NIEDERSAECHSISCHES-OVG – Beschluss, 18 LP 3/07 vom 28.11.2007

1. Stellt ein nach abstrakt-generellen Regelungen zur gerichtlichen Vertretung des Arbeitgebers (hier: Land) befugter Behördenleiter (hier: Amtsgerichtsdirektor) den Antrag auf Auflösung des Arbeitsverhältnisses nach § 58 Abs. 4 Satz 1 NPersVG bzw. § 9 Abs. 4 Satz 1 i.V.m. § 107 Satz 2 BPersVG ohne ausdrücklichen Hinweis darauf, dass er für den Arbeitgeber handelt, kann der Antrag gleichwohl unter dem Gesichtspunkt eines "unternehmensbezogenen Geschäfts" dem Arbeitgeber zugerechnet werden.
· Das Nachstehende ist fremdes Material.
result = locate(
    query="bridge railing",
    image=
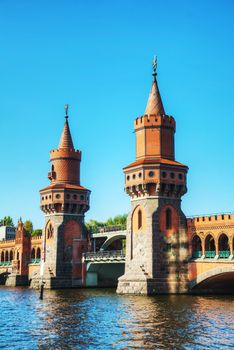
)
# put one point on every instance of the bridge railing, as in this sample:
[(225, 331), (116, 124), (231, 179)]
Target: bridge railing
[(5, 263), (105, 255), (108, 229)]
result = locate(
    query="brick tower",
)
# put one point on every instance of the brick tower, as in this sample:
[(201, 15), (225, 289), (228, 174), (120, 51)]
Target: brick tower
[(156, 243), (64, 203)]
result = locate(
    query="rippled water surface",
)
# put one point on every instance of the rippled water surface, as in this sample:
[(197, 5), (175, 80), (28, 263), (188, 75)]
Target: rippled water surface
[(100, 319)]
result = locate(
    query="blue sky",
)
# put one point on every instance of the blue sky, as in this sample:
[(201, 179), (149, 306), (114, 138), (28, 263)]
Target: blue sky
[(96, 56)]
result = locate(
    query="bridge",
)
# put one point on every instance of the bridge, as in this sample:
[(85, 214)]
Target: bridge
[(105, 264), (210, 262)]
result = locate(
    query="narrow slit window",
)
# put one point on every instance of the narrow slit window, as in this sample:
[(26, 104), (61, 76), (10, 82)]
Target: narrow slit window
[(139, 219), (168, 219)]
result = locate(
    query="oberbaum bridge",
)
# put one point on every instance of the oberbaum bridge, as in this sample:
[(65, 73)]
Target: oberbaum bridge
[(160, 250)]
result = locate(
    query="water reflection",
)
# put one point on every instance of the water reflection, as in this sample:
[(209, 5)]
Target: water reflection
[(100, 319)]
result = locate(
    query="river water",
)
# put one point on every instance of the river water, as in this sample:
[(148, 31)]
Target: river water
[(100, 319)]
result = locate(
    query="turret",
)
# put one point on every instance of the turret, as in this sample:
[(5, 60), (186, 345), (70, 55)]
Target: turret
[(155, 171), (65, 194)]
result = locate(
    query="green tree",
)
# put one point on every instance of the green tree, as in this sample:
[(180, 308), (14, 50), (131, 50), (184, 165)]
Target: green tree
[(94, 225), (28, 226), (7, 221)]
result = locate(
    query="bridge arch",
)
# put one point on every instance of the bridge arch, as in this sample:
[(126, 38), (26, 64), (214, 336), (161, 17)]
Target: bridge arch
[(210, 246), (223, 242), (215, 279)]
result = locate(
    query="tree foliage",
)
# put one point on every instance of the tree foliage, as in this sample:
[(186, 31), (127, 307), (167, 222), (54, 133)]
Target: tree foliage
[(118, 220), (7, 221)]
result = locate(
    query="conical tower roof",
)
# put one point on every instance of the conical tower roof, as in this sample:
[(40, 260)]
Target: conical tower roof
[(154, 104), (66, 139)]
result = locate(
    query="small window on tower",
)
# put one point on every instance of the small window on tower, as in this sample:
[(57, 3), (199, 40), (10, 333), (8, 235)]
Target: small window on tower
[(168, 219), (139, 219), (50, 231)]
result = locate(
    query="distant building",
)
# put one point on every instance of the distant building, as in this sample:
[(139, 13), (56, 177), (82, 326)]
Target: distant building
[(7, 232)]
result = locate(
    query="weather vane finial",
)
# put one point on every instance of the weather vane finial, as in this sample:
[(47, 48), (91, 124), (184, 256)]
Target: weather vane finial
[(66, 110), (154, 64)]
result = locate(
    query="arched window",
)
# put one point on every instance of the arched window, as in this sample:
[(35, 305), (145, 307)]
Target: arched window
[(139, 219), (224, 249), (196, 247), (209, 247), (33, 253), (38, 253), (11, 255), (168, 219), (50, 231)]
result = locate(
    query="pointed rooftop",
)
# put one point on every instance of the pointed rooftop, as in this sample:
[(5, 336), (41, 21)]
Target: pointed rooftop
[(66, 139), (154, 104)]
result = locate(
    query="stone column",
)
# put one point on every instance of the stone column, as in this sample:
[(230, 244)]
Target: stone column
[(216, 248), (203, 246)]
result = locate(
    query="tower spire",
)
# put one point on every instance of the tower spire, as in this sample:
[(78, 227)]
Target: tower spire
[(66, 139), (154, 104)]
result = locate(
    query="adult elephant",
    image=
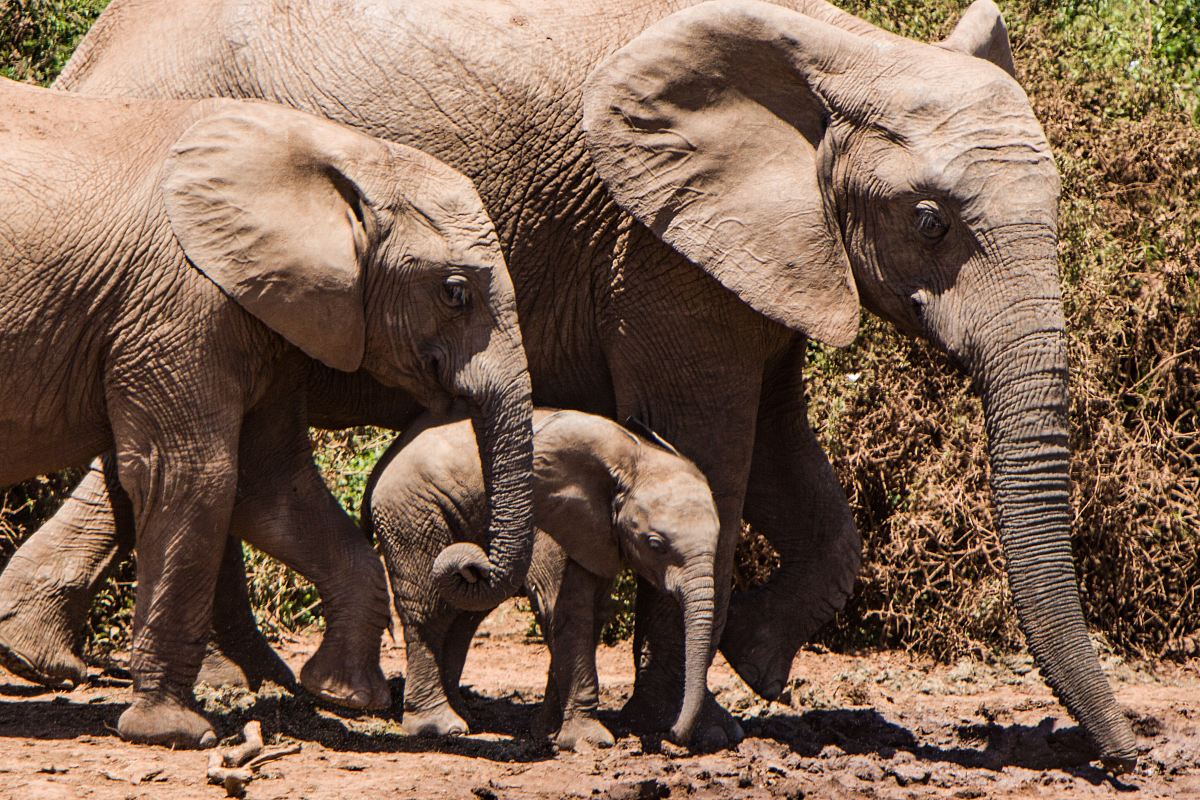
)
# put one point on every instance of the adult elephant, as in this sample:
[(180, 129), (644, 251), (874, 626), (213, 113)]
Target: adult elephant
[(681, 210)]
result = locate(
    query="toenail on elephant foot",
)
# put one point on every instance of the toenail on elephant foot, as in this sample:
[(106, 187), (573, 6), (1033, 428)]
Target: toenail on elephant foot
[(165, 722), (717, 729), (583, 733), (442, 721), (358, 689)]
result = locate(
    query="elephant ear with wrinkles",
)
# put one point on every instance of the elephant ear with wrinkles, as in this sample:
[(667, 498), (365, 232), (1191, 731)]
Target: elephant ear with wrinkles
[(273, 206), (708, 127)]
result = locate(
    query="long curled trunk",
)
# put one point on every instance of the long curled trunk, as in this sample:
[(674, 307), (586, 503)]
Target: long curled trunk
[(502, 414), (1023, 379), (694, 589)]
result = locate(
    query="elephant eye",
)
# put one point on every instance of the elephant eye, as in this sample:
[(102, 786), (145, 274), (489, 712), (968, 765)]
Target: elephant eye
[(456, 292), (931, 220), (657, 543)]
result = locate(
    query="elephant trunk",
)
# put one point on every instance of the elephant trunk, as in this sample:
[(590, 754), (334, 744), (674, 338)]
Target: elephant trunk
[(694, 589), (502, 415), (1024, 383)]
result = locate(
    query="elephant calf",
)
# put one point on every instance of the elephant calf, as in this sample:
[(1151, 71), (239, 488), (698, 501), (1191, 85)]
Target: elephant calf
[(603, 497), (167, 269)]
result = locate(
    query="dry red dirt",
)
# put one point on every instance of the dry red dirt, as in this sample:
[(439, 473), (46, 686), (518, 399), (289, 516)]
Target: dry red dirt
[(875, 726)]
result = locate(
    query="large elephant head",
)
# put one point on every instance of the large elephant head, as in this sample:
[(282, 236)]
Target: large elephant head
[(373, 256), (810, 162)]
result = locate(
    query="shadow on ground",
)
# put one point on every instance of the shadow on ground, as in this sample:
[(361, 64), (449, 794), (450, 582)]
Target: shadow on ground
[(990, 746)]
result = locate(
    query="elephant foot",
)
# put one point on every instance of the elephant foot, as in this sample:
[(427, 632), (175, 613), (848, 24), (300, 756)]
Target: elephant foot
[(715, 729), (438, 721), (333, 677), (167, 722), (759, 654), (247, 667), (583, 733), (39, 654)]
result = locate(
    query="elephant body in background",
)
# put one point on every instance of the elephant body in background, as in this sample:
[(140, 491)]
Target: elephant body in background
[(684, 193), (603, 498), (168, 269)]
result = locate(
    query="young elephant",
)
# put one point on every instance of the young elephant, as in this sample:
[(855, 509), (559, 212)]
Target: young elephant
[(166, 271), (603, 497)]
Dies gilt dann, wenn der Sache nach kein Zweifel daran bestehen kann, dass der Behördenleiter als Vertreter des Arbeitgebers und nicht lediglich in seiner Eigenschaft als Dienststellenleiter handeln wollte.

2. Zur Frage der Unzumutbarkeit der Weiterbeschäftigung eines Jugend- und Auszubildendenvertreters im Justizbereich im Falle eines Einstellungsstopps.